The original english language interview is also available.

Wie ist die Idee für Deine Geschichte entstanden?

Alles begann damit, dass ich einen Film machen wollte, keinen Kurzfilm, aber natürlich werden die Ambitionen bescheidener, wenn es hart auf hart kommt. Als ich in Ecuador aufwuchs, gehörten wir zur Mittelschicht, und eine Frau, die bei uns zu Hause arbeitete, erzählte mir Geschichten über ihre Heimatstadt. Sie war die Inspiration für die Figur in dieser Geschichte. Es ist nicht wirklich ihre Geschichte, aber Silvina hat ihre Einstellung zum Leben. 

Dein Film lief im Jugend-Programm – ist das die Zielgruppe, an die Du Dich richten wolltest?

Ich bin froh darüber, denn ich habe nicht wirklich auf eine bestimmte Zielgruppe abgezielt. 

Die Musik spielt eine wichtige Rolle – nach welchen Kriterien hast Du diese ausgesucht?

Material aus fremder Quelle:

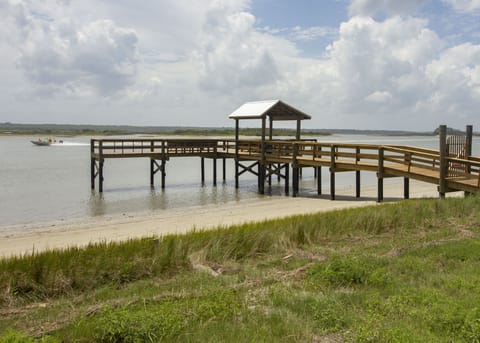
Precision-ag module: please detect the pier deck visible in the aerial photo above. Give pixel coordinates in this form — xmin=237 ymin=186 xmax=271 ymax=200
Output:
xmin=91 ymin=139 xmax=480 ymax=201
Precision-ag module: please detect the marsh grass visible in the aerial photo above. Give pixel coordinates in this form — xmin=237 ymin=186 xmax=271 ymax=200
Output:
xmin=0 ymin=197 xmax=480 ymax=342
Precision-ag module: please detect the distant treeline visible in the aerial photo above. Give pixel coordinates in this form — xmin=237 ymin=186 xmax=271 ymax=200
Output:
xmin=0 ymin=122 xmax=472 ymax=136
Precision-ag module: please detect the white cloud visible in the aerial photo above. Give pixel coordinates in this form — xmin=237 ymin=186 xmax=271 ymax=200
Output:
xmin=196 ymin=2 xmax=279 ymax=92
xmin=5 ymin=2 xmax=138 ymax=96
xmin=0 ymin=0 xmax=480 ymax=130
xmin=348 ymin=0 xmax=425 ymax=16
xmin=443 ymin=0 xmax=480 ymax=12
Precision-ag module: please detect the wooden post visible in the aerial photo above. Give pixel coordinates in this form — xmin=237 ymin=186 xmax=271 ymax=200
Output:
xmin=268 ymin=117 xmax=273 ymax=140
xmin=330 ymin=145 xmax=336 ymax=200
xmin=258 ymin=117 xmax=266 ymax=194
xmin=438 ymin=125 xmax=448 ymax=198
xmin=465 ymin=125 xmax=473 ymax=159
xmin=150 ymin=158 xmax=155 ymax=187
xmin=285 ymin=163 xmax=290 ymax=195
xmin=403 ymin=177 xmax=410 ymax=199
xmin=235 ymin=119 xmax=240 ymax=188
xmin=98 ymin=141 xmax=103 ymax=193
xmin=292 ymin=167 xmax=299 ymax=198
xmin=90 ymin=139 xmax=96 ymax=189
xmin=222 ymin=157 xmax=227 ymax=183
xmin=213 ymin=157 xmax=217 ymax=186
xmin=315 ymin=166 xmax=322 ymax=195
xmin=292 ymin=143 xmax=299 ymax=197
xmin=377 ymin=147 xmax=384 ymax=202
xmin=161 ymin=159 xmax=167 ymax=189
xmin=150 ymin=141 xmax=155 ymax=187
xmin=464 ymin=125 xmax=473 ymax=196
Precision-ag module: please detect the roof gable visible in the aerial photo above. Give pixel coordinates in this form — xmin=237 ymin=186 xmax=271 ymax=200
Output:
xmin=228 ymin=100 xmax=311 ymax=120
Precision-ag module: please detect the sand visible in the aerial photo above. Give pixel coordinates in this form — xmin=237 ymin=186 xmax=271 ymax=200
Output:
xmin=0 ymin=183 xmax=462 ymax=257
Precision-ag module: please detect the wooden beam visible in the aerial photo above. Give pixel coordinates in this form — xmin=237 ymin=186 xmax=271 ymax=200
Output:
xmin=377 ymin=147 xmax=384 ymax=202
xmin=438 ymin=125 xmax=448 ymax=198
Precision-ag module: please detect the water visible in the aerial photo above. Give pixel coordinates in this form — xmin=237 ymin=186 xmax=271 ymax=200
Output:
xmin=0 ymin=135 xmax=480 ymax=227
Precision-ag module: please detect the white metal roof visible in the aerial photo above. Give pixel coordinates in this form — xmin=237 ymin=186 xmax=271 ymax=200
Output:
xmin=228 ymin=100 xmax=311 ymax=120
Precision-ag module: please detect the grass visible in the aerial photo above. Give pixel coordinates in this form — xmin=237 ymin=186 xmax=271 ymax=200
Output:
xmin=0 ymin=196 xmax=480 ymax=342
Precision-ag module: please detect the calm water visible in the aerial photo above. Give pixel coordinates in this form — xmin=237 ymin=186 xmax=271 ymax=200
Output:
xmin=0 ymin=135 xmax=480 ymax=226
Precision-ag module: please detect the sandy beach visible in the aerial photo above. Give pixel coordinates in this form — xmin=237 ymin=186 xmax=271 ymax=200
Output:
xmin=0 ymin=179 xmax=463 ymax=256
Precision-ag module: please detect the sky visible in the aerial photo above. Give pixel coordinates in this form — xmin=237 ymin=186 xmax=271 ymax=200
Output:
xmin=0 ymin=0 xmax=480 ymax=131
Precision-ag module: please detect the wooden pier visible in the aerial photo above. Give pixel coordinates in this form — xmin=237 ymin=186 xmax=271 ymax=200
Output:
xmin=90 ymin=126 xmax=480 ymax=201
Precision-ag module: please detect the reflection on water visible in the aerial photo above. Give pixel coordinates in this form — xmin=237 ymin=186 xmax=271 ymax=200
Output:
xmin=88 ymin=191 xmax=106 ymax=217
xmin=0 ymin=135 xmax=480 ymax=225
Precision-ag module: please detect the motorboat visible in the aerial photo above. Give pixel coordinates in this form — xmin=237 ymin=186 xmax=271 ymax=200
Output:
xmin=30 ymin=137 xmax=63 ymax=146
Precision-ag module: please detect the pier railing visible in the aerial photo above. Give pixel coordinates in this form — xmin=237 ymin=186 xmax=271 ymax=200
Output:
xmin=91 ymin=138 xmax=480 ymax=196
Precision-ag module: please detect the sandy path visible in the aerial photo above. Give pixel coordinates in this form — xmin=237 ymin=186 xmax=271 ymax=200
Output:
xmin=0 ymin=181 xmax=458 ymax=256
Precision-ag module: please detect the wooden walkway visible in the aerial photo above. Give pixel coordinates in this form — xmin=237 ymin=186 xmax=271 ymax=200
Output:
xmin=91 ymin=139 xmax=480 ymax=201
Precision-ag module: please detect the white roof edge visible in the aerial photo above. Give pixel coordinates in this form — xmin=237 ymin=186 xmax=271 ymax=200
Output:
xmin=228 ymin=99 xmax=311 ymax=119
xmin=228 ymin=100 xmax=280 ymax=119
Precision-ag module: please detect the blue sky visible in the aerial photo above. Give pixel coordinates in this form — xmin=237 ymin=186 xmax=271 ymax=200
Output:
xmin=0 ymin=0 xmax=480 ymax=131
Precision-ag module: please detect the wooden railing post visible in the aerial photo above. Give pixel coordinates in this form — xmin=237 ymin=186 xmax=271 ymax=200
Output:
xmin=377 ymin=147 xmax=385 ymax=202
xmin=90 ymin=139 xmax=96 ymax=189
xmin=355 ymin=147 xmax=360 ymax=198
xmin=330 ymin=145 xmax=336 ymax=200
xmin=438 ymin=125 xmax=448 ymax=198
xmin=98 ymin=140 xmax=103 ymax=193
xmin=292 ymin=143 xmax=299 ymax=197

Ich bin ein großer Fan südamerikanischer Musik, weil ich glaube, dass sie die besten Geschichten über die Region erzählt. Ich glaube, sie ist eine Fahne des Kampfes der Klassen, der Geschlechter, der psychischen Gesundheitsprobleme, was auch immer. Salsa berührt so viele Themen, dass es Jahrtausende alt ist. Und diese Musik weht wie eine Fahne, unbemerkt, denn sie hängt in jedem südamerikanischen Haus, zumindest in den Häusern, in denen ich sein möchte. Als ich den Film auswählte, wollte ich den alten Salsa mit dem modernen Reggaeton in einem Film zusammenbringen, denn es war eine so wichtige Zeit des Wandels in der Geschichte, dass die meisten Leute, selbst die Einheimischen, es nicht bemerken, aber ich denke, es gibt viel zu sagen über die Zeit, als sich der Beat veränderte und die Generationen, die den Beat hörten, sich ebenfalls zu verändern begannen. 

Die Rollen sind sehr gut besetzt – wie bist Du beim Casting vorgegangen und was war Dir wichtig bei der Schauspieler:innen?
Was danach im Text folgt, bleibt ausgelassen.